Proposal for disabling long-lived prepared statements as a cache by default for `Connection` methods #76

vitaly-burovoy · 2017-02-07T04:20:01Z

asyncpg version: asyncpg-0.8.4
PostgreSQL version: any
Python version: CPython-3.5
Platform: Linux
Do you use pgbouncer?: No
Do you use the wheel package or built locally
(if locally, which version of Cython was used)?: Cython-0.25.1
Can your issue be reproduced when running under uvloop?: Yes

While I was commenting #72 I paid attention that asyncpg caches prepared statements by default for methods like fetch and execute of the Connection class. I.e. it uses long-lived objects by default instead of just do what it declares (sending a query to_a_connection because for explicit long-lived statements there is a special "prepare" method).

Prepared statements allow to separate a query from its parameters, but they also have unobvious disadvantages.

The first one is holding types' parameters of resulting rows. If database objects have changed since the first query of a prepared statement ("PS") was run, all queries of the PS are failed with PG's error mapped to asyncpg.exceptions.FeatureNotSupportedError: cached plan must not change result type (see #72).
The most often cause of changing schema's objects is one of migration tools which are used for all non-"Hello, world" projects.

The second one is holding "generic" plans[1] after five[2] runs of a PS which leads to ineffectiveness under some circumstances because generic plan is not consulting whether concrete parameters match table's statistics or not (see below). It can be very dramatic for OLAP queries. It worsens by inability to flush a Connection cache (except disabling it right at the connecting stage by passing the statement_cache_size=0 to the Connection.__init__).
Also note that many users use the Connection class indirectly by the Pool class and can miss the statement_cache_size argument.

The third one is inability to use external connection poolers like pgbouncer. There are many issues in the tracker and there is a special question for filling a new issue.

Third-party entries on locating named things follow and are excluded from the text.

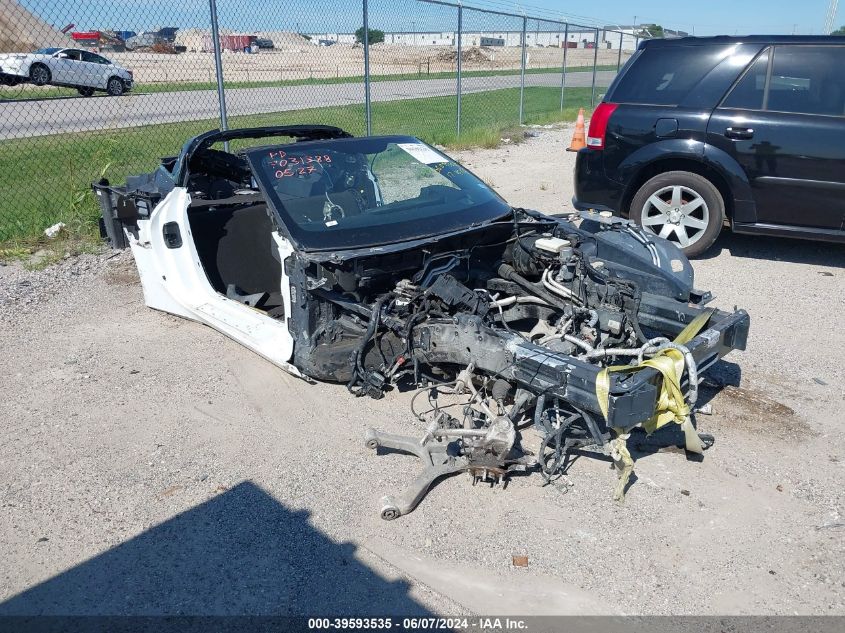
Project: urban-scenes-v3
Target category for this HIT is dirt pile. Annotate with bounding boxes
[0,0,73,53]
[432,46,493,64]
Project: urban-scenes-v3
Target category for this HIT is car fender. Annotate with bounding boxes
[125,187,300,375]
[615,139,756,222]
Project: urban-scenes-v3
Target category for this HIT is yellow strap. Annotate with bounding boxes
[596,308,714,434]
[596,309,714,501]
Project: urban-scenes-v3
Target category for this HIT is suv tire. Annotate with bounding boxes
[106,77,126,97]
[29,64,53,86]
[629,171,725,257]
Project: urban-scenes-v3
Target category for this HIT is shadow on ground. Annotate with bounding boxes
[693,230,845,268]
[0,482,432,620]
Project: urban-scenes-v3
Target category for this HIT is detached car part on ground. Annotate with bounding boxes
[94,126,749,519]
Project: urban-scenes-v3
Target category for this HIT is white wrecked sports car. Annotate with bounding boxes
[94,125,749,519]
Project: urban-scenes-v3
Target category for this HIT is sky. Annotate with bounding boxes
[18,0,845,35]
[516,0,845,35]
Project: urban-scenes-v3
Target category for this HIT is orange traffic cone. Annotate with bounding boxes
[566,108,587,152]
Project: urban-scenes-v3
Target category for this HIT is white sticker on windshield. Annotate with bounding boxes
[396,143,449,165]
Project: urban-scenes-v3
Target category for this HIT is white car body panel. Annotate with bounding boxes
[126,187,302,377]
[0,49,133,90]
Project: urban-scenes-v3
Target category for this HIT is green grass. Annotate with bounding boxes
[0,66,616,101]
[0,87,590,247]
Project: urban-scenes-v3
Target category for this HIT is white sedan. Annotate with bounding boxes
[0,48,132,97]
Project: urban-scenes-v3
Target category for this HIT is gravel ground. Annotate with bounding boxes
[0,130,845,615]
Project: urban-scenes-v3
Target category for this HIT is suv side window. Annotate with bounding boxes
[609,46,725,106]
[722,49,770,110]
[764,46,845,116]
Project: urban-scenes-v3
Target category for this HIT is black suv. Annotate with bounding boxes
[573,36,845,256]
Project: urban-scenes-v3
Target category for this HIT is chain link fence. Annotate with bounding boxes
[0,0,640,244]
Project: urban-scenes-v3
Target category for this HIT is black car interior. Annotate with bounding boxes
[188,149,284,317]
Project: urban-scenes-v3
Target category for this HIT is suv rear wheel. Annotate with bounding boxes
[106,77,126,97]
[29,64,52,86]
[630,171,725,257]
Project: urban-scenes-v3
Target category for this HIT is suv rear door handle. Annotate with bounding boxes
[725,127,754,140]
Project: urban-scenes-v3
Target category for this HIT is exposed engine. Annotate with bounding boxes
[282,210,744,518]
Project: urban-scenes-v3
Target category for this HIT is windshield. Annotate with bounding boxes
[247,137,510,250]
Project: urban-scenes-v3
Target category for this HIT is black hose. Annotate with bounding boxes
[346,292,395,391]
[499,264,568,307]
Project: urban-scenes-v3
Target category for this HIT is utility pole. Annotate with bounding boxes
[822,0,839,35]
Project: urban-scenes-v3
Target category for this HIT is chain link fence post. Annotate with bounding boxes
[616,33,625,72]
[455,2,464,138]
[208,0,229,139]
[519,15,528,125]
[590,28,599,108]
[363,0,373,136]
[560,22,569,112]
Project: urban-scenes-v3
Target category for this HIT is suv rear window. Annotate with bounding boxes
[610,46,724,105]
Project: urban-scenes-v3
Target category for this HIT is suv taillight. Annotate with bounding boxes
[587,102,619,149]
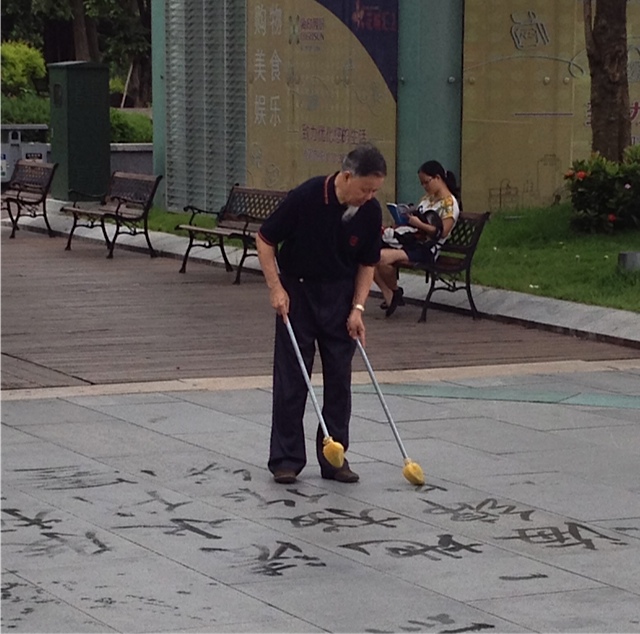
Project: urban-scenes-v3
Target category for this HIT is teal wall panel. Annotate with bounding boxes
[151,2,167,206]
[397,0,464,202]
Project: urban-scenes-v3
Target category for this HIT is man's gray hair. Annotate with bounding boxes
[342,143,387,176]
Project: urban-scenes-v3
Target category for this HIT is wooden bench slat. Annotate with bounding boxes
[2,159,58,238]
[60,171,162,258]
[176,184,287,284]
[400,211,491,322]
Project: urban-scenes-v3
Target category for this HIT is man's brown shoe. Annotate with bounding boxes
[273,469,297,484]
[321,466,360,483]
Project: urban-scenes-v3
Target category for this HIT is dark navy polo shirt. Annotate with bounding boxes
[260,173,382,281]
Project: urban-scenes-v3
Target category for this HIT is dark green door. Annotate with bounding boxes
[397,0,464,202]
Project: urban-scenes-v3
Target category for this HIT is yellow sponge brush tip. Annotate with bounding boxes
[322,436,344,469]
[404,458,425,484]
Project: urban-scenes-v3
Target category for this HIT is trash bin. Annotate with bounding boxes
[49,62,111,200]
[0,123,49,183]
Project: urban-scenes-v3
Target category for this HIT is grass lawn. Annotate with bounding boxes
[149,203,640,312]
[472,203,640,312]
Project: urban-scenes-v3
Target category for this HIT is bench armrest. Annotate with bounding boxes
[183,205,223,225]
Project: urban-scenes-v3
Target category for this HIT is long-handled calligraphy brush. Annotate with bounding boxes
[356,339,425,484]
[283,316,344,469]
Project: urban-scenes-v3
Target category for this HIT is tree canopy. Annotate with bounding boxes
[2,0,151,106]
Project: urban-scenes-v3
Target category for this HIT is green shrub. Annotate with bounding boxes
[1,94,153,143]
[2,93,49,124]
[0,42,47,96]
[110,108,153,143]
[565,146,640,233]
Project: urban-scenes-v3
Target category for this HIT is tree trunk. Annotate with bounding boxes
[583,0,631,161]
[71,0,91,61]
[127,55,151,108]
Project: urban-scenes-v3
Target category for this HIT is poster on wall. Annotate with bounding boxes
[247,0,398,202]
[462,0,640,210]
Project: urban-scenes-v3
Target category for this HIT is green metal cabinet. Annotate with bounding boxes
[49,62,111,200]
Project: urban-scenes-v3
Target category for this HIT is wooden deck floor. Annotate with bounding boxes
[1,227,638,389]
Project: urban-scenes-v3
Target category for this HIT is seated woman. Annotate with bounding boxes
[374,161,460,317]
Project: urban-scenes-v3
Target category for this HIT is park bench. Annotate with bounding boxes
[176,184,287,284]
[60,172,162,258]
[2,159,58,238]
[400,212,490,322]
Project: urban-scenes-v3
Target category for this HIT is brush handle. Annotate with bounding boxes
[356,339,409,460]
[283,315,329,438]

The fourth is hiddenly occupying PS' names which can lead to errors:

>>> await conn.execute("CREATE TABLE IF NOT EXISTS abc(i int)")
>>> await conn.execute("PREPARE stmt_1 AS SELECT * from abc")
>>> await conn.fetch("EXECUTE stmt_1")

asyncpg.exceptions.DuplicatePreparedStatementError: prepared statement "stmt_1" already exists

So users can write SQL queries consciously avoiding PS because of disadvantages in their own projects, but they still can get either ruined service (until its restart) because all important queries are failed due to an external migration tool or dramatical decreasing speed due to ineffective generic plan. And it is just because they have not paid attention to the statement_cache_size argument.

From my (user's) point of view these issues appear from nowhere because I work with Postgres with invisible (but important) asyncpg's help. And in my mind I don't work directly with the library the same as I don't move my wrist in my mind when I move a pointer over a screen.

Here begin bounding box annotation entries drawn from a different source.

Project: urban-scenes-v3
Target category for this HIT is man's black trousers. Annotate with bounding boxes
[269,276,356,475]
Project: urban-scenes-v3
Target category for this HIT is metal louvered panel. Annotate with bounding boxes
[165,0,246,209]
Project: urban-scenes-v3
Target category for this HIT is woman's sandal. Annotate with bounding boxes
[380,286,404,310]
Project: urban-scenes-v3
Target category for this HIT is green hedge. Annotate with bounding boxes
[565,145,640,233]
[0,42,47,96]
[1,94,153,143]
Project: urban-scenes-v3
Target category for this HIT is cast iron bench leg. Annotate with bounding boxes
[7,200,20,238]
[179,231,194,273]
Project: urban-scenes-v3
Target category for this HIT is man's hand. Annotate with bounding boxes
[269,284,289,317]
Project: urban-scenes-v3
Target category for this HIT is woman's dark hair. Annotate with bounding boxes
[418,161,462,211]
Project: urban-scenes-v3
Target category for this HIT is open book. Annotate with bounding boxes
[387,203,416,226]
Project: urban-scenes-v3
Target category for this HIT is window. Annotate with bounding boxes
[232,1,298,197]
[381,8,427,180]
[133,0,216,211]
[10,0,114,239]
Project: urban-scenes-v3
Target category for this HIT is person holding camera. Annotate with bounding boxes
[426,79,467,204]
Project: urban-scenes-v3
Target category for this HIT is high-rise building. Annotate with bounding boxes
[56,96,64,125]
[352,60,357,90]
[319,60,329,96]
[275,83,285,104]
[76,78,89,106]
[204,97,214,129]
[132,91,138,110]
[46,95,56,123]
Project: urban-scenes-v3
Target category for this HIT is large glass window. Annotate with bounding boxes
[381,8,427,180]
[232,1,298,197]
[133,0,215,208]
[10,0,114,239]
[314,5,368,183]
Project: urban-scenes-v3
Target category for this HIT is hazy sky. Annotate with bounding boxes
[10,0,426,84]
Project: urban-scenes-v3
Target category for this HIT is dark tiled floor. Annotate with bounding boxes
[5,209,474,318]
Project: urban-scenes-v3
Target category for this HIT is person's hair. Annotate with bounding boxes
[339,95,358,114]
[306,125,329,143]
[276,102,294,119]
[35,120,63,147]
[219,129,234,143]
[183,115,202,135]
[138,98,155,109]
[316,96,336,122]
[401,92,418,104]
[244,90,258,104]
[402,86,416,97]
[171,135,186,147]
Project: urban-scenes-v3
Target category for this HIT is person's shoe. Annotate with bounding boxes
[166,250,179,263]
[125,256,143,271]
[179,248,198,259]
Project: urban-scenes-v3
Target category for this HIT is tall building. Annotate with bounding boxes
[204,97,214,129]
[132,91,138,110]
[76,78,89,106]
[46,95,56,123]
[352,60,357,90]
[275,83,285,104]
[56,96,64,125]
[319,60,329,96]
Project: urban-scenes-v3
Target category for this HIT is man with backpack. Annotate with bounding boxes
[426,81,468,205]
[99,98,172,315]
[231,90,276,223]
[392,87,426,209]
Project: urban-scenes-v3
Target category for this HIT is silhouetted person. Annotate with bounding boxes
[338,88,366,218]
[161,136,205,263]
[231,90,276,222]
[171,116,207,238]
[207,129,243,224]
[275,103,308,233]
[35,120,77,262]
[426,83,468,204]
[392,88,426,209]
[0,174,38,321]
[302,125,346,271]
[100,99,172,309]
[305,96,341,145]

The current behavior for disabled cache can be more effective. An implementation of the libpq's PQsendQueryParams uses unnamed prepared statements which adds only one round-trip to a server (the "parse" stage) comparing to the PS behavior whereas asyncpg sends one more request (besides "prepare") to Postgres to clear just used PS. Unnamed PS' last until the next "parse" command, so they don't require clearing.

Your library can be fast. It is great! But do it stable by default with minimum side effects from its internals and let people make a decision. Not all of them want the top speed (they are ready to be slower by parsing a request for their convenience - see issue #9).

Then, if you declare that it is possible to cache execution plans using PS, I (as a user) expect the library does its best to keep the original behaviour (I'm about catching "cached plan must not change result type") except cases where it is really not possible (inside transactions except the first command there - see discussion in #72).

===
My proposal:

Set statement_cache_size to 0 by default.
If statement_cache_size == 0 use "unnamed prepared statement" and don't send cleanup message (now it takes an extra roundtrip).
(optional) If statement_cache_size > 0 catch the discussed exception at least outside transactions and try to do it inside ones.
Of course, document tradeoffs of "statement_cache_size" usage in its chapter.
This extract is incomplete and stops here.